En Irlanda, Halloween tiene mucha más historia que las calabazas y el «truco o trato». Durante generaciones, la noche de Oíche Shamhna reunió a familias alrededor de manzanas, frutos secos, bromas y pequeños rituales para adivinar el futuro.
Samhain marcaba tradicionalmente el comienzo del invierno. Los archivos del folclore irlandés documentan comidas, disfraces, travesuras y juegos de adivinación durante la noche del 31 de octubre. Las manzanas y las nueces de la cosecha otoñal se convirtieron en protagonistas naturales.
Una manzana colgaba de una cuerda y había que atraparla con los dientes, con las manos detrás de la espalda. Algunas fuentes describen una antigua versión giratoria con manzanas y velas. Es interesante como testimonio histórico, pero hoy conviene quedarse con la versión sin fuego: la manzana ya se encarga de complicarlo todo.
Otro juego consistía en atrapar con la boca las manzanas que flotaban en un recipiente con agua. Aparece en testimonios recogidos en distintas zonas de Irlanda. Actualmente resulta más sensato utilizar recipientes individuales o renovar el agua entre participantes.
Dos nueces podían representar a dos personas y su reacción junto al fuego se interpretaba como un presagio sentimental.

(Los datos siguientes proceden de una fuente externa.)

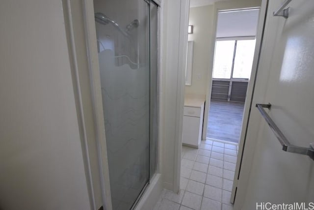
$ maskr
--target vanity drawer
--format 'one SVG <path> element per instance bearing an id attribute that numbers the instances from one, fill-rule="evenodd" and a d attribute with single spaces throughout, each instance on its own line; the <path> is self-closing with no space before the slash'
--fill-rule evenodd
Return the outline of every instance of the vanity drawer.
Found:
<path id="1" fill-rule="evenodd" d="M 183 115 L 199 118 L 201 117 L 201 108 L 184 106 L 183 111 Z"/>

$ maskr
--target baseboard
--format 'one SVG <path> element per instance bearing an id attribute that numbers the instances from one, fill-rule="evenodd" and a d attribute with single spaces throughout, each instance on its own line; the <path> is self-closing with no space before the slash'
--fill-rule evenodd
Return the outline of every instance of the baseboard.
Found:
<path id="1" fill-rule="evenodd" d="M 229 144 L 230 145 L 236 145 L 236 146 L 238 146 L 239 145 L 239 144 L 238 143 L 235 143 L 234 142 L 228 142 L 228 141 L 220 140 L 219 139 L 213 139 L 212 138 L 207 137 L 206 138 L 206 140 L 207 140 L 214 141 L 215 142 L 221 142 L 222 143 Z"/>
<path id="2" fill-rule="evenodd" d="M 162 190 L 162 182 L 160 174 L 155 175 L 144 193 L 142 198 L 134 209 L 134 210 L 147 210 L 153 209 Z"/>

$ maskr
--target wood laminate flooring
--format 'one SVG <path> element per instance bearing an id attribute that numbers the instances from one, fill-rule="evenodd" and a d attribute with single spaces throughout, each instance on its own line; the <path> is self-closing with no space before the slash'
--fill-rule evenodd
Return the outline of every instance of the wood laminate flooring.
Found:
<path id="1" fill-rule="evenodd" d="M 208 138 L 238 143 L 244 103 L 211 100 Z"/>

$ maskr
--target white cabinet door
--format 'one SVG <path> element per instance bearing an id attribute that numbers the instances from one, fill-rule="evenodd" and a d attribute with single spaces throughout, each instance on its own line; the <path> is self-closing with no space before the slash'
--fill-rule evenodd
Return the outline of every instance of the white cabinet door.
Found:
<path id="1" fill-rule="evenodd" d="M 200 118 L 183 116 L 182 143 L 198 147 Z"/>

Otros juegos recurrían a platos, objetos domésticos o alimentos para imaginar matrimonios, viajes o prosperidad.
Una persona con los ojos vendados escogía entre varios platillos. Un anillo podía anunciar matrimonio; otros elementos tenían significados distintos según la región y la época. Esa diversidad local es fundamental: no existía un reglamento único de Halloween para toda Irlanda.

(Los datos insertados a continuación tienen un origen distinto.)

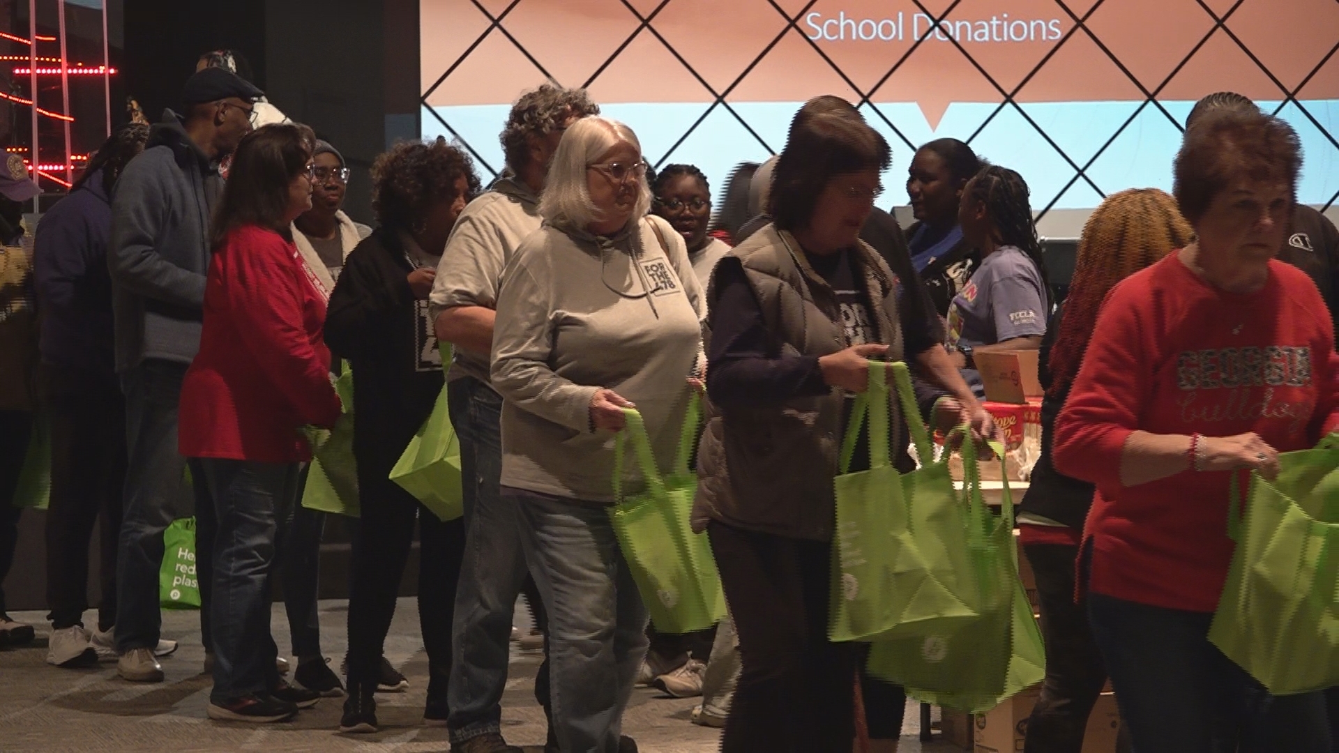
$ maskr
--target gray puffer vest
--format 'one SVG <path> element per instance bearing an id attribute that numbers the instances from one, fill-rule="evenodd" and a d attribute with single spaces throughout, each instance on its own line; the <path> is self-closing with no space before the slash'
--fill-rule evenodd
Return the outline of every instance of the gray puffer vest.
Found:
<path id="1" fill-rule="evenodd" d="M 897 283 L 884 260 L 857 244 L 857 279 L 864 281 L 878 342 L 889 360 L 902 358 Z M 813 271 L 799 244 L 775 225 L 734 249 L 773 334 L 771 355 L 823 356 L 846 347 L 841 310 L 828 283 Z M 715 311 L 715 283 L 707 295 Z M 708 332 L 711 319 L 708 316 Z M 833 536 L 833 476 L 842 441 L 841 389 L 797 397 L 781 406 L 707 406 L 698 450 L 694 528 L 708 519 L 786 536 L 829 541 Z M 889 401 L 893 448 L 905 443 L 897 401 Z"/>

El báirín breac o barmbrack es uno de los alimentos más emblemáticos del Halloween irlandés. Tradicionalmente podía esconder objetos vinculados a diferentes augurios. El anillo es el más famoso y anunciaba, según la tradición, un próximo matrimonio. Hoy hay que extremar la precaución con cualquier objeto oculto en comida, especialmente con niños.

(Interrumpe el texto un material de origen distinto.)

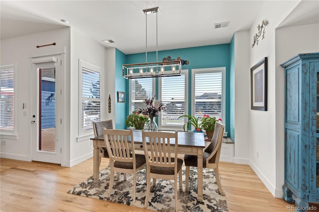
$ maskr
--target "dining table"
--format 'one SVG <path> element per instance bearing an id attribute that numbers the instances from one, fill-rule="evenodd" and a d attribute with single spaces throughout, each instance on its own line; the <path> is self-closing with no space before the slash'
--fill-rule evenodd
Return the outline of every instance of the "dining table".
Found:
<path id="1" fill-rule="evenodd" d="M 134 149 L 144 151 L 142 130 L 133 131 Z M 91 138 L 93 143 L 93 182 L 97 183 L 100 173 L 101 156 L 100 148 L 106 147 L 103 135 Z M 171 148 L 174 148 L 175 142 Z M 178 131 L 177 134 L 177 153 L 197 156 L 197 200 L 203 199 L 203 153 L 205 148 L 205 139 L 203 132 Z"/>

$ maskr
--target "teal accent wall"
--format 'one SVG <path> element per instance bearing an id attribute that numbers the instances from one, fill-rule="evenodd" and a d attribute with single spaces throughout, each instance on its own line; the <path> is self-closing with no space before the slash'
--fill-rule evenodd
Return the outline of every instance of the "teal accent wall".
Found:
<path id="1" fill-rule="evenodd" d="M 128 87 L 128 81 L 123 77 L 122 65 L 126 63 L 126 55 L 125 54 L 116 49 L 115 50 L 115 108 L 112 108 L 115 111 L 115 128 L 125 129 L 125 119 L 127 111 L 129 110 L 128 92 L 127 87 Z M 125 103 L 118 103 L 117 92 L 125 92 Z M 107 101 L 107 100 L 106 100 Z M 107 105 L 107 102 L 106 102 Z"/>
<path id="2" fill-rule="evenodd" d="M 225 120 L 226 123 L 225 131 L 230 130 L 230 44 L 220 44 L 209 46 L 199 46 L 183 49 L 172 49 L 169 50 L 160 51 L 158 52 L 158 61 L 161 61 L 162 58 L 167 56 L 170 56 L 172 59 L 180 57 L 182 60 L 188 60 L 188 65 L 182 66 L 182 70 L 188 70 L 188 86 L 191 87 L 191 69 L 206 68 L 226 67 L 226 112 Z M 156 52 L 148 52 L 148 62 L 156 61 Z M 146 57 L 145 53 L 133 54 L 127 55 L 128 64 L 145 63 Z M 129 81 L 127 81 L 127 87 L 128 92 Z M 156 92 L 158 95 L 158 91 Z M 189 90 L 189 99 L 191 99 L 191 91 Z M 190 102 L 190 101 L 189 101 Z M 191 108 L 191 104 L 188 105 L 189 115 L 191 114 L 193 108 Z"/>
<path id="3" fill-rule="evenodd" d="M 235 37 L 229 44 L 229 131 L 228 137 L 235 141 Z"/>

Algunas costumbres pedían elegir una col a oscuras y utilizar su aspecto para imaginar cómo sería la futura pareja. Otras buscaban sueños reveladores. Son prácticas curiosas que reflejan preocupaciones históricas muy concretas: matrimonio, cosechas y prosperidad.
Los relatos tradicionales también hablan de guisers disfrazados que visitaban casas y recibían comida a cambio de actuaciones, además de numerosas bromas. Son parte de las raíces irlandesas del Halloween moderno, aunque la fiesta actual es fruto de siglos de intercambios entre Irlanda, Gran Bretaña y Norteamérica.
Museos, archivos, narraciones y celebraciones contemporáneas permiten descubrir este patrimonio. Y para recuperar su espíritu en casa basta bastante poco: unas manzanas, un barmbrack, historias al anochecer y una familia dispuesta a hacer un poco el ridículo.